Fabio Testi è una stella della galassia del cinema. Ha 76 anni, è vero, ma non ha mai smesso di brillare. Lui si sente giovane a tutti gli effetti: lo dimostra il suo recente matrimonio, celebratosi lo scorso anno sul lago di Garda. La fortunata? Antonella Liguori, affermata gallerista d’arte. Ma a La Verità racconta soprattutto della sua carriera. “Sono nato a Peschiera, a poche centinaia di metri dal punto dove c’era questa nave, insieme ai gusci di battelli austriaci in disuso”. Testi recitò da comparsa in uno di quei film. La nave era il galeone di Ulisse, che Bertolazzi trasportò sin da Fiumicino. “I francesi giravano serie televisive in bianco e nero, e noi studenti ci divertivamo a fare i pirati. Ci pagavano 3.000 lire al giorno, una cifra!”. Da Roma, poi, venivano gli acrobati, a cui lui si univa nel tentativo di imitarli. Il primo film da protagonista arrivò con Demofilo Fidani: “Era l’architetto in una delle pellicole che avevo già girato”. Lui lo notò subito, e lo volle anche se non aveva esperienza. Poi venne l’amicizia con De Sica: “Dico sempre che ci sono due generi di registi: quello che ama gli attori e quello che li odia. De Sica, essendo nato attore, li amava”.



Gli esordi di Fabio Testi

Il film più importante fu Addio fratello crudele di Giuseppe Patroni Griffi. Una tragedia shakespeariana molto dura, me la sono portata appresso per molto tempo. Peppino era un uomo di grande cultura, ma aveva anche un caratteraccio. Abbiamo anche litigato, però, da uomo intelligente, chiarite le cose, siamo diventati molto amici”. I suoi veri rivali erano altri: Franco Nero e Giuliano Gemma. Come l’ha vissuta? “Eravamo sempre noi tre in lizza per certi film. Però non ho mai sofferto di invidia, anche perché sia Giuliano che Franco venivano da una serie di western che li avevano stereotipato come personaggi del Far West”. Con Jean Gabin, l’italo-francese, andava più d’accordo: “Era uno dei pochi attori italiani a lavorare in Francia. Mi insegnava gli accenti, si metteva a disposizione”. E non solo: “Mi ha anche trasmesso la passione per la campagna”.

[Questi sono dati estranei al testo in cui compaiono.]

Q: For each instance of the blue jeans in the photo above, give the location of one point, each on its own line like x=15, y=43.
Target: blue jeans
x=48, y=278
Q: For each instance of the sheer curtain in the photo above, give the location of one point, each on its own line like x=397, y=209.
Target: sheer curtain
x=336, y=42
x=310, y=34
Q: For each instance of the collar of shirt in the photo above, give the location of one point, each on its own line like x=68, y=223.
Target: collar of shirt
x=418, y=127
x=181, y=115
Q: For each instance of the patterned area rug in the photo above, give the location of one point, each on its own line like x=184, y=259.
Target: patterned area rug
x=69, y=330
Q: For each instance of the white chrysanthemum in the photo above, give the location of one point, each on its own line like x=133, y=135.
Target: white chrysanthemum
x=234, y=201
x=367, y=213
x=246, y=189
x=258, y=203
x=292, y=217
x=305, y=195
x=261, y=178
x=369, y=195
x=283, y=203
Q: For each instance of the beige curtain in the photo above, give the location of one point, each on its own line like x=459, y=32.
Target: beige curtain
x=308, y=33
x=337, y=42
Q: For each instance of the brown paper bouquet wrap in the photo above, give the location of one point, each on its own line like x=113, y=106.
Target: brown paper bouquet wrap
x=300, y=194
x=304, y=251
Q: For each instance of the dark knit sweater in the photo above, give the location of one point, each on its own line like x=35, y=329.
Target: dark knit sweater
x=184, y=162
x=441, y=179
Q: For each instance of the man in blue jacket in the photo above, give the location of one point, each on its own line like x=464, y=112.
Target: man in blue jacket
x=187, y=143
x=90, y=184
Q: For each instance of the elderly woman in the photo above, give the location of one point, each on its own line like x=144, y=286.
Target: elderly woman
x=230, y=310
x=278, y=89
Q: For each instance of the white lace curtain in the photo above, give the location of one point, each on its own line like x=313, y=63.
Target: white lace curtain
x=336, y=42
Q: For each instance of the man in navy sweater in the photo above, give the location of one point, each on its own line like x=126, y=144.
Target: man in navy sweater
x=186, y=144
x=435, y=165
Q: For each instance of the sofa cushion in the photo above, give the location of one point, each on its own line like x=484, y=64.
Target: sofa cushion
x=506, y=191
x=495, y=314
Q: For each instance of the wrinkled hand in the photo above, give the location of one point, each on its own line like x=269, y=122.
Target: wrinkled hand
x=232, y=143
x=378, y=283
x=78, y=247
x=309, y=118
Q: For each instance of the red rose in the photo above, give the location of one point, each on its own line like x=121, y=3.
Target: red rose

Critiche al piccolo schermo

È da un po’ che non lo si vede in giro, né in sala né in tv. Non c’è da stupirsi: la situazione del cinema italiano è “terribile”. “Con l’avvento delle tv commerciali chiamavano noi per rendere credibili gli sceneggiati. Ci pagavano bene, ma è stata un’arma a doppio taglio. La televisione ha monopolizzato tutto“. Perché, adesso, nessuno li cerca? “Quando la televisione si è affermata, ha lasciato a casa i professionisti e ha preso i giullari di corte. Non ci chiamano perché noi siamo in grado di constatare l’incapacità totale, la non professionalità, le raccomandazioni. Ti lasciano a casa perché non devi vedere quello che fanno. [] Siccome in televisione non paghi il biglietto, va bene tutto, collochi un prodotto alle otto e mezzo di sera e stai certo che il pubblico lo segue”. Il prezzo da pagare, d’altra parte, è solo quello della qualità.